Protests spread throughout St Petersburg and other cities. Golunov’s investigations into corruption were shared widely on social media and republished by several independent media outlets. Even some employees at state propaganda outlets started to speak out in defence of the journalist. There was no coordinated media campaign against Golunov; while television channels tried to defend the actions of the police, the pages and social media accounts of pro-government bloggers were in complete disarray.
On Saturday evening the court sentenced Golunov to house arrest, rather than prison. The ruling was welcomed by protesters as a sign that they had triumphed, if not as an utter miracle. Yet the demonstrations in support of Golunov continued through to Monday. The protesters still stood on Petrovka Street. The country’s three leading business newspapers, Vedomosti, Kommersant, and RBK, ran the same front cover bearing the words “I/We are Ivan Golunov,” demanding an honest investigation. That demand was also echoed by employees of state television channels, even before biased news reports about the case went on air. It had now become obvious that society had a clear chance of victory.
On Tuesday it became known that a group of independent journalists who planned to hold a march in central Moscow on 12 June (Russia Day) in support of Golunov had done so without prior agreement with the mayor’s office and refused to participate in closed-door negotiations as proposed by Deputy Mayor Alexander Gorbenko. It was the last straw. Chairwoman of the Federation Council Valentina Matviyenko called Golunov’s arrest an “act of huge incompetence or a provocation.” A few hours later, Minister of Internal Affairs Vladimir Kolokoltsev announced that the case against Golunov was closed, that the operatives who had detained the journalist were being suspended from their duties pending the completion of an internal investigation, and that he would petition the president to fire Yuri Devyatkin (head of the Department for Drugs Control of the Ministry of Internal Affairs’ directorate for the Moscow region) and Andrey Puchkov, head of the Ministry of Internal Affairs’ directorate for Moscow’s Western Administrative Region (as both positions are appointed by presidential decree, any decisions regarding their occupants can only be taken by the president). Vladimir Putin took Kolokoltsev’s recommendation on board and fired the two generals.
Golunov was released. Meduza’s chief editors Ivan Kolpakov and Galina Timchenko called on protesters not to attend the planned march on 12 June, but instead to await permission for a sanctioned demonstration. Their call divided protesters. Some of the march’s organisers resigned their positions.
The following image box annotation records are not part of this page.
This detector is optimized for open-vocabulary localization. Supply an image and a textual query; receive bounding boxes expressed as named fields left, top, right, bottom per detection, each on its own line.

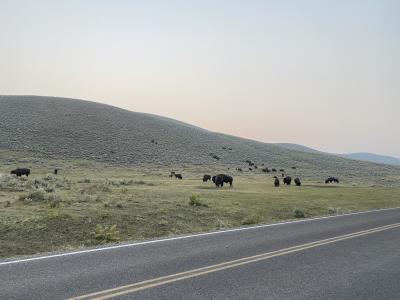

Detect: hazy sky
left=0, top=0, right=400, bottom=156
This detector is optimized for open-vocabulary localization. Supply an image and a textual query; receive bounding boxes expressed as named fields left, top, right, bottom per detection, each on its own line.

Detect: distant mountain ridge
left=340, top=152, right=400, bottom=166
left=275, top=143, right=400, bottom=166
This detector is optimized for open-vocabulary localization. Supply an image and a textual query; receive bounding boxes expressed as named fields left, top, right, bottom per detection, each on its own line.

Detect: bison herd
left=10, top=164, right=339, bottom=188
left=169, top=160, right=339, bottom=188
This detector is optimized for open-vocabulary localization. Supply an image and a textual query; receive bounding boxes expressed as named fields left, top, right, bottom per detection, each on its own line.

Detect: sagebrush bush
left=328, top=207, right=342, bottom=215
left=19, top=189, right=47, bottom=202
left=0, top=175, right=29, bottom=192
left=293, top=208, right=307, bottom=218
left=94, top=224, right=121, bottom=242
left=189, top=193, right=208, bottom=207
left=47, top=194, right=62, bottom=208
left=241, top=215, right=261, bottom=225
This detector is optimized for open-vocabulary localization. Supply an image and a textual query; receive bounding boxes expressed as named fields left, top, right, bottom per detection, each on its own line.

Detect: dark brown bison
left=212, top=174, right=233, bottom=187
left=203, top=175, right=211, bottom=182
left=283, top=176, right=292, bottom=185
left=325, top=177, right=339, bottom=183
left=261, top=168, right=271, bottom=173
left=10, top=168, right=31, bottom=177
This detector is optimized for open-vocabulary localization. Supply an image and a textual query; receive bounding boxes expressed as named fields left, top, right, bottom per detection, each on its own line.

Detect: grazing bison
left=213, top=174, right=233, bottom=187
left=203, top=175, right=211, bottom=182
left=325, top=177, right=339, bottom=183
left=283, top=176, right=292, bottom=185
left=10, top=168, right=31, bottom=177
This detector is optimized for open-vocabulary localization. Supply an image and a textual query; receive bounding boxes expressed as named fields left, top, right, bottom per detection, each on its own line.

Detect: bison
left=10, top=168, right=31, bottom=177
left=283, top=176, right=292, bottom=185
left=203, top=175, right=211, bottom=182
left=261, top=168, right=271, bottom=173
left=212, top=174, right=233, bottom=187
left=325, top=177, right=339, bottom=183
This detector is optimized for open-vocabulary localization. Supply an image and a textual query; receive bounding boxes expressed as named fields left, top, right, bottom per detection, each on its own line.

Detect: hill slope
left=0, top=96, right=400, bottom=182
left=340, top=152, right=400, bottom=166
left=274, top=143, right=327, bottom=154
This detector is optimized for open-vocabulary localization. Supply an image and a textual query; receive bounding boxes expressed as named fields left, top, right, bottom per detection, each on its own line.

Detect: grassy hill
left=0, top=96, right=400, bottom=185
left=0, top=96, right=400, bottom=258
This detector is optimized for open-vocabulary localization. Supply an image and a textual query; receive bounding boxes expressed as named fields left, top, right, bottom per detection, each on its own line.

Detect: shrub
left=48, top=194, right=61, bottom=208
left=20, top=189, right=46, bottom=202
left=189, top=193, right=208, bottom=207
left=95, top=224, right=121, bottom=242
left=293, top=208, right=306, bottom=218
left=78, top=178, right=90, bottom=183
left=43, top=173, right=54, bottom=181
left=328, top=207, right=342, bottom=215
left=241, top=215, right=260, bottom=225
left=135, top=180, right=146, bottom=185
left=119, top=179, right=133, bottom=185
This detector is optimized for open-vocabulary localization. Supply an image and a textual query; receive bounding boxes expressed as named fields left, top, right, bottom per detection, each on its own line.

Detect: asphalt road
left=0, top=209, right=400, bottom=299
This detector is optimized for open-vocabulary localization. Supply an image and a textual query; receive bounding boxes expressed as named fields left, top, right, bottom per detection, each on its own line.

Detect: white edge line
left=0, top=207, right=400, bottom=266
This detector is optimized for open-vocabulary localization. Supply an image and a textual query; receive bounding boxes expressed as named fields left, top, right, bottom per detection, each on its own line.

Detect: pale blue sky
left=0, top=0, right=400, bottom=156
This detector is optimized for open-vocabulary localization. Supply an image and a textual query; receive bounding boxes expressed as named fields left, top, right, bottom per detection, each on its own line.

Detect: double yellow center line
left=69, top=223, right=400, bottom=300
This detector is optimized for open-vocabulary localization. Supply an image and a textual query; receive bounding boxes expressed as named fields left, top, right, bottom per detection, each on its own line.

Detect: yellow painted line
left=68, top=223, right=400, bottom=300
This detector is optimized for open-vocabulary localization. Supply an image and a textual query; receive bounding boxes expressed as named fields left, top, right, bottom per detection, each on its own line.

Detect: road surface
left=0, top=209, right=400, bottom=299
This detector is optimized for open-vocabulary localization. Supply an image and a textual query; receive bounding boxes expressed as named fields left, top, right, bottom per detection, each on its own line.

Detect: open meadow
left=0, top=151, right=400, bottom=257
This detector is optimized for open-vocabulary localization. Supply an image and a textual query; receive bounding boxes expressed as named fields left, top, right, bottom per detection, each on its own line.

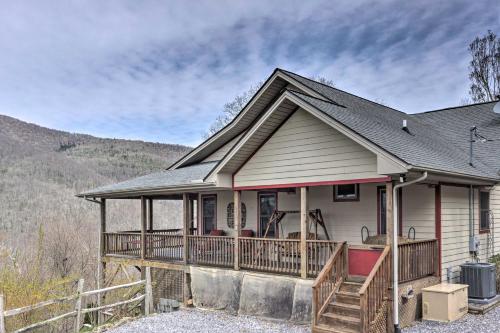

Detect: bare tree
left=469, top=30, right=500, bottom=103
left=204, top=76, right=335, bottom=139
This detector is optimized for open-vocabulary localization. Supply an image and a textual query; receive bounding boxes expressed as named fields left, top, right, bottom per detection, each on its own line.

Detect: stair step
left=339, top=281, right=363, bottom=293
left=335, top=291, right=359, bottom=305
left=346, top=275, right=366, bottom=284
left=328, top=302, right=361, bottom=318
left=312, top=324, right=359, bottom=333
left=321, top=312, right=361, bottom=332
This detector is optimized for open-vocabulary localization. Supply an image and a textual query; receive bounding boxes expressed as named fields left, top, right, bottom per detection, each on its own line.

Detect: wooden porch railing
left=146, top=233, right=184, bottom=261
left=104, top=232, right=141, bottom=257
left=312, top=242, right=348, bottom=326
left=359, top=246, right=391, bottom=332
left=398, top=239, right=439, bottom=283
left=187, top=236, right=234, bottom=267
left=306, top=240, right=337, bottom=277
left=239, top=237, right=300, bottom=275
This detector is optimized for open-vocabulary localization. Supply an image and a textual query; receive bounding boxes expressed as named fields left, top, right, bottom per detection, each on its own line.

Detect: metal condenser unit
left=460, top=262, right=497, bottom=299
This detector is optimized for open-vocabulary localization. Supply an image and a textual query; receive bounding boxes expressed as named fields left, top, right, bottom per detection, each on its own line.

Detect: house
left=79, top=69, right=500, bottom=332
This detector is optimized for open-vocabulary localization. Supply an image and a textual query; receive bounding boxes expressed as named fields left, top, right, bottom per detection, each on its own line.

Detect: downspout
left=469, top=185, right=477, bottom=256
left=392, top=171, right=427, bottom=333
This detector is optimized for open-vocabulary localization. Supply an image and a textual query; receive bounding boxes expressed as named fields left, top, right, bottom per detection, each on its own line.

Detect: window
left=201, top=195, right=217, bottom=235
left=333, top=184, right=359, bottom=201
left=227, top=202, right=247, bottom=229
left=479, top=192, right=490, bottom=232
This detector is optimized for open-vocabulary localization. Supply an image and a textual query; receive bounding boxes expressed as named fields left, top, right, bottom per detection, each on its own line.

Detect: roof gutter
left=392, top=171, right=427, bottom=333
left=408, top=165, right=500, bottom=183
left=76, top=182, right=217, bottom=200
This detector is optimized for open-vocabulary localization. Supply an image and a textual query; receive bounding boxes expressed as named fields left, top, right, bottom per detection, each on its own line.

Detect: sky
left=0, top=0, right=500, bottom=146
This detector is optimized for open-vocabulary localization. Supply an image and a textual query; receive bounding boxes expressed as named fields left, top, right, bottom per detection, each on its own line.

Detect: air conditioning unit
left=460, top=262, right=497, bottom=299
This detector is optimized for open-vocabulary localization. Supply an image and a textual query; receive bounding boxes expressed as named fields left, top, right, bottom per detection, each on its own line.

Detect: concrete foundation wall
left=190, top=267, right=313, bottom=323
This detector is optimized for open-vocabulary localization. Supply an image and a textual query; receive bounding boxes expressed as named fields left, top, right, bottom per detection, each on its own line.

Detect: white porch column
left=148, top=198, right=153, bottom=232
left=233, top=191, right=241, bottom=270
left=97, top=198, right=106, bottom=324
left=300, top=187, right=309, bottom=279
left=141, top=197, right=148, bottom=260
left=385, top=181, right=394, bottom=247
left=182, top=193, right=191, bottom=263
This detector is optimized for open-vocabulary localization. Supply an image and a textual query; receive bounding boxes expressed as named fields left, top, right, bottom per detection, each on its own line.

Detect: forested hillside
left=0, top=115, right=190, bottom=278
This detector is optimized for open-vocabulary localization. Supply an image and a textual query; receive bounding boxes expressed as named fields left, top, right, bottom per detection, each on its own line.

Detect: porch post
left=148, top=198, right=153, bottom=232
left=182, top=193, right=191, bottom=264
left=141, top=196, right=148, bottom=260
left=233, top=191, right=241, bottom=270
left=385, top=181, right=394, bottom=248
left=97, top=198, right=106, bottom=324
left=300, top=187, right=309, bottom=279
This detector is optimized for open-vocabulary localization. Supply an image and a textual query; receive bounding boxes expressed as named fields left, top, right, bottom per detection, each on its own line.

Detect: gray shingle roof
left=415, top=102, right=500, bottom=174
left=78, top=162, right=217, bottom=196
left=287, top=85, right=499, bottom=178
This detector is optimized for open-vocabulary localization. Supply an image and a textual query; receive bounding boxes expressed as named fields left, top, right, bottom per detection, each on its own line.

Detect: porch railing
left=146, top=232, right=184, bottom=261
left=312, top=242, right=348, bottom=326
left=398, top=239, right=439, bottom=283
left=104, top=232, right=141, bottom=257
left=187, top=236, right=234, bottom=267
left=306, top=240, right=337, bottom=277
left=359, top=246, right=391, bottom=332
left=239, top=237, right=300, bottom=275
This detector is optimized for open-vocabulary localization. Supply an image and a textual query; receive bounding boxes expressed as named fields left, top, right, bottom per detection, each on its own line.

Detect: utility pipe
left=392, top=171, right=427, bottom=333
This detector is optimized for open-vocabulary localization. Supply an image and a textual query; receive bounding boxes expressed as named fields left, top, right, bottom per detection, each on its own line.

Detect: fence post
left=75, top=279, right=84, bottom=333
left=144, top=267, right=153, bottom=316
left=0, top=295, right=6, bottom=333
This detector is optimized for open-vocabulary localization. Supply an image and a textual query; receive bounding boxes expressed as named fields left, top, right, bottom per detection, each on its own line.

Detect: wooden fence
left=104, top=232, right=141, bottom=257
left=312, top=242, right=348, bottom=326
left=0, top=267, right=153, bottom=333
left=359, top=246, right=391, bottom=332
left=146, top=233, right=184, bottom=261
left=239, top=237, right=300, bottom=275
left=398, top=239, right=439, bottom=283
left=187, top=236, right=234, bottom=267
left=306, top=240, right=337, bottom=277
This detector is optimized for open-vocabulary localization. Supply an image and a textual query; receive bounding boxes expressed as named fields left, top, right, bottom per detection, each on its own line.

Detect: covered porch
left=100, top=181, right=439, bottom=281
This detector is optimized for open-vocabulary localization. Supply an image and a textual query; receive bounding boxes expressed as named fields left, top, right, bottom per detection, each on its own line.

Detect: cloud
left=0, top=0, right=500, bottom=145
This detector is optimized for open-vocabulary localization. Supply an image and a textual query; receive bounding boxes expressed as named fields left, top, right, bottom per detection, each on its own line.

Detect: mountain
left=0, top=115, right=190, bottom=236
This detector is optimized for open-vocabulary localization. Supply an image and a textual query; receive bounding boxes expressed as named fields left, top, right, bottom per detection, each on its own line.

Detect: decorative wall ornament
left=227, top=202, right=247, bottom=229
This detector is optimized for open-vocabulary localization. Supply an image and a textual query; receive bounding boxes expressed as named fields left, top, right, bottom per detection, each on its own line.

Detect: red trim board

Others attempted to reach an agreement with the mayoralty but failed to do so. According to police data, 1,200 people attended the march (I estimate significantly more: around 3,500). The police made various attempts to obstruct the peaceful march, but eventually resorted to stricter and even brutal measures. Over 400 people were detained.
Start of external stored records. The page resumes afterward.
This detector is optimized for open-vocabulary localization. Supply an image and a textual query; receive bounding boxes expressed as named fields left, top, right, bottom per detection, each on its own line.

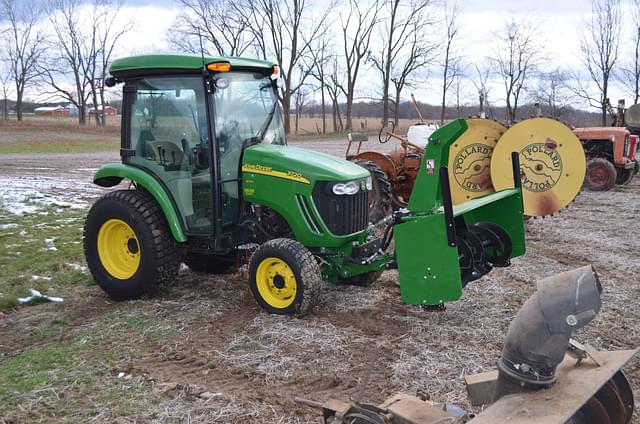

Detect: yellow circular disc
left=491, top=118, right=586, bottom=216
left=449, top=118, right=507, bottom=205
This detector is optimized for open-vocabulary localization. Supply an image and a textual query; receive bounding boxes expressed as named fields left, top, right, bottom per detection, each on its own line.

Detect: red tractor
left=573, top=127, right=639, bottom=191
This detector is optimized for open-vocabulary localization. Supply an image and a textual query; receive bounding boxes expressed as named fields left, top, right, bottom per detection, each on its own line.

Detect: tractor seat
left=147, top=141, right=185, bottom=171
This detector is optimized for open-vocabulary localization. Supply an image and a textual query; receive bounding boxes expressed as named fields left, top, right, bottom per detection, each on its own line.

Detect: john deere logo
left=453, top=143, right=493, bottom=192
left=520, top=140, right=562, bottom=192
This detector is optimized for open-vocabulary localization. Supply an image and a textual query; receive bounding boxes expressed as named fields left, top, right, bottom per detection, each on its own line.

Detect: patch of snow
left=44, top=238, right=58, bottom=252
left=31, top=275, right=51, bottom=281
left=16, top=289, right=63, bottom=303
left=65, top=264, right=87, bottom=272
left=0, top=176, right=101, bottom=215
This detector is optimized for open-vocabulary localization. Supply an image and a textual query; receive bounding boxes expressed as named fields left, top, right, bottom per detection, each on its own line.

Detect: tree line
left=0, top=0, right=640, bottom=133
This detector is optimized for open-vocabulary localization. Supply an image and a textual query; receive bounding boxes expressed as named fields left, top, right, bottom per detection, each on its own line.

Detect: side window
left=128, top=77, right=213, bottom=234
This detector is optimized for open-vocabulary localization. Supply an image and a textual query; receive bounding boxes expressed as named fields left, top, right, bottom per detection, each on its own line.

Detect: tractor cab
left=111, top=58, right=286, bottom=236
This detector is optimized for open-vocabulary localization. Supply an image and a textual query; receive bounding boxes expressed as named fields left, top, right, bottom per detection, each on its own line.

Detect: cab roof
left=109, top=54, right=275, bottom=77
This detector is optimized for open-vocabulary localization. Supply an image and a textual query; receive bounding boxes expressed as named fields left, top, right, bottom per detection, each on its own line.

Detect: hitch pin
left=362, top=249, right=384, bottom=265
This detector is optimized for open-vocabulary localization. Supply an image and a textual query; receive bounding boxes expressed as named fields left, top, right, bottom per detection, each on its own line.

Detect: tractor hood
left=242, top=144, right=369, bottom=184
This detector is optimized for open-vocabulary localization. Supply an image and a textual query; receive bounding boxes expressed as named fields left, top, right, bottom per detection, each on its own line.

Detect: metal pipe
left=494, top=266, right=602, bottom=401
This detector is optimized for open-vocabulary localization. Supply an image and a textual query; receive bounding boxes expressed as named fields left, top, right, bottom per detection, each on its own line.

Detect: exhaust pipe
left=494, top=265, right=602, bottom=401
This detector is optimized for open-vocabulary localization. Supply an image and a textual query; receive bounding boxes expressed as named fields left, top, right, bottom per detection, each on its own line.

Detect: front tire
left=83, top=190, right=180, bottom=300
left=249, top=238, right=322, bottom=317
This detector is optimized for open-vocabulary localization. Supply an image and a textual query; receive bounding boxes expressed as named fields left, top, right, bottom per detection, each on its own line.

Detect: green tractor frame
left=84, top=55, right=525, bottom=316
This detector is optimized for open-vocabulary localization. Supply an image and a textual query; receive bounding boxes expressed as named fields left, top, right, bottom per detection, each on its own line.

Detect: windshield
left=214, top=72, right=286, bottom=154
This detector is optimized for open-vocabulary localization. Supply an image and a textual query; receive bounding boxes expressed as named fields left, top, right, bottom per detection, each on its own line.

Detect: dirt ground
left=0, top=135, right=640, bottom=423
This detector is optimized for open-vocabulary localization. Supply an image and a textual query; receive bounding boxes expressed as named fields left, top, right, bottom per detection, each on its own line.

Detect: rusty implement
left=467, top=349, right=638, bottom=424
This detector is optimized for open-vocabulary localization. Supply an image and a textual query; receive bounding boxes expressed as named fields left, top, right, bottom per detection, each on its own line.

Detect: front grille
left=313, top=182, right=369, bottom=236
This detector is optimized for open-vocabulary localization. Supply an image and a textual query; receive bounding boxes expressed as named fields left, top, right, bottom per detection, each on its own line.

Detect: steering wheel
left=378, top=121, right=396, bottom=144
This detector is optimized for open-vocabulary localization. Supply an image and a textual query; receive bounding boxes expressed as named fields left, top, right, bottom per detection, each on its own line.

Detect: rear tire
left=82, top=190, right=180, bottom=300
left=249, top=238, right=322, bottom=317
left=354, top=160, right=393, bottom=223
left=616, top=168, right=635, bottom=185
left=584, top=158, right=617, bottom=191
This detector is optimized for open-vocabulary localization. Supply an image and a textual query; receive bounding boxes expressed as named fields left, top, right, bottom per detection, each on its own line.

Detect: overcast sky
left=18, top=0, right=631, bottom=107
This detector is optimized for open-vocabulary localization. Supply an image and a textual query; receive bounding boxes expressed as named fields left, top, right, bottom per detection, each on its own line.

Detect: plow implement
left=295, top=266, right=638, bottom=424
left=393, top=120, right=525, bottom=305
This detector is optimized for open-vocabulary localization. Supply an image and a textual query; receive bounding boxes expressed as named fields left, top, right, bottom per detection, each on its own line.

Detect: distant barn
left=89, top=106, right=118, bottom=115
left=33, top=106, right=69, bottom=116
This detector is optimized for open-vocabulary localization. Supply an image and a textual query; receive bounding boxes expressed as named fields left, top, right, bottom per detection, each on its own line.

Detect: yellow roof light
left=207, top=62, right=231, bottom=72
That was a brief recap of recent events. My conclusions are as follows:
Firstly, Ivan Golunov was fortunate in some ways. Those who ordered his arrest and those who carried it out were simply unable to find a political agenda to shield themselves from the consequences of their own actions. Putin may have said some important thinks at the St Petersburg Economic Forum, but in the eyes of Russia’s independent journalists and, crucially, international media, the event was simply drowned out. The number one event on the news agenda was the detention of Golunov and the subsequent protests in Moscow. The story was a simple one: in defending their petty corruption, police officers were willing, as a matter of routine, to destroy the life of an ordinary citizen. But in the process they ruined all their boss’s plans. They probably never expected that Golunov’s arrest would provoke such a reaction, which explains why they prepared such a sub-standard “special operation” and falsified evidence of no better quality.
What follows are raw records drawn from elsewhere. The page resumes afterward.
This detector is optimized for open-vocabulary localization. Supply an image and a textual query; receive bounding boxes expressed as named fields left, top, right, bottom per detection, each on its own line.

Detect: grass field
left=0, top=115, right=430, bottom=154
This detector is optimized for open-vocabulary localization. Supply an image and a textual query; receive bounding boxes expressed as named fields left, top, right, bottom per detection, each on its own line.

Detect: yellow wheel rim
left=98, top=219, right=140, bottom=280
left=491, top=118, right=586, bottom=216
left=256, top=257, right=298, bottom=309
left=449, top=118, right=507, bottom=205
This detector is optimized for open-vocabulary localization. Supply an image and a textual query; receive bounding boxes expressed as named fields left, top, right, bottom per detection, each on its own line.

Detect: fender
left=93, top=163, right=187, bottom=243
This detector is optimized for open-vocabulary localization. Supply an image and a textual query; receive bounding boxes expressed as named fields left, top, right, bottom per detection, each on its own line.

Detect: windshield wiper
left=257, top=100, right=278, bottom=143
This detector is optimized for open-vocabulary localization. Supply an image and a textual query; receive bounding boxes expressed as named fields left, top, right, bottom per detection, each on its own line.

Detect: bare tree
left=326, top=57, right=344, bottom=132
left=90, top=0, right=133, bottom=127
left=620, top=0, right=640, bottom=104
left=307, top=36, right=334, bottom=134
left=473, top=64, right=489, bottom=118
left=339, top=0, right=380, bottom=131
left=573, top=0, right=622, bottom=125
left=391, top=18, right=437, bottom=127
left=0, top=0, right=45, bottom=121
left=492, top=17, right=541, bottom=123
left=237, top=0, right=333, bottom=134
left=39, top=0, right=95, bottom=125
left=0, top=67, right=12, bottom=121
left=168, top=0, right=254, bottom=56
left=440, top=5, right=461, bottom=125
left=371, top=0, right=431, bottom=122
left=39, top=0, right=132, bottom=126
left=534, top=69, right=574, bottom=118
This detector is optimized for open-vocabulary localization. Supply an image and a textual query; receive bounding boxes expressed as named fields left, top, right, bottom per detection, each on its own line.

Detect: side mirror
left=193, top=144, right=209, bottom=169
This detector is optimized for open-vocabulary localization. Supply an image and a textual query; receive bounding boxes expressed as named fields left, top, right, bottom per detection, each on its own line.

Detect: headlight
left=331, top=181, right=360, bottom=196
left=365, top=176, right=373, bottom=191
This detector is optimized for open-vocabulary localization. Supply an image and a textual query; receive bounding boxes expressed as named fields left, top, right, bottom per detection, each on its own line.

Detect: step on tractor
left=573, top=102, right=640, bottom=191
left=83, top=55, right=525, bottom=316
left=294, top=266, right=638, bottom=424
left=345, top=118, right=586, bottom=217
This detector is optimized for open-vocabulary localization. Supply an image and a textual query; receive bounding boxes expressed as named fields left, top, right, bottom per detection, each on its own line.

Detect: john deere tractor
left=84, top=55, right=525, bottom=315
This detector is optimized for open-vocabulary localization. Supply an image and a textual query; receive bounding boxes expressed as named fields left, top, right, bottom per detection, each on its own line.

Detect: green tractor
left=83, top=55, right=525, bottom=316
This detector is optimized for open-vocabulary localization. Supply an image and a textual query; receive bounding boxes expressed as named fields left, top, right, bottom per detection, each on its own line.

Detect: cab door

Secondly, Russia’s independent and even conditionally independent media were able to demonstrate that, despite the many difficulties that the authorities present for the press, the media community still has certain levers of influence at its disposal. Journalists are able to mobilise themselves and mobilise others, organising political protests and going on the offensive by concentrating public attention on the cause at hand. But this was about more than professional solidarity. The strength of those journalists who defended Golunov lay in the fact that they were able to win over those who are critical of the regime but far removed from political activism; here, in plain sight, was an obvious outrage committed by law enforcement officers. These events did not just offend media professionals, and not just media professionals came out onto the streets to demonstrate or onto social networks to raise awareness of Golunov’s investigations.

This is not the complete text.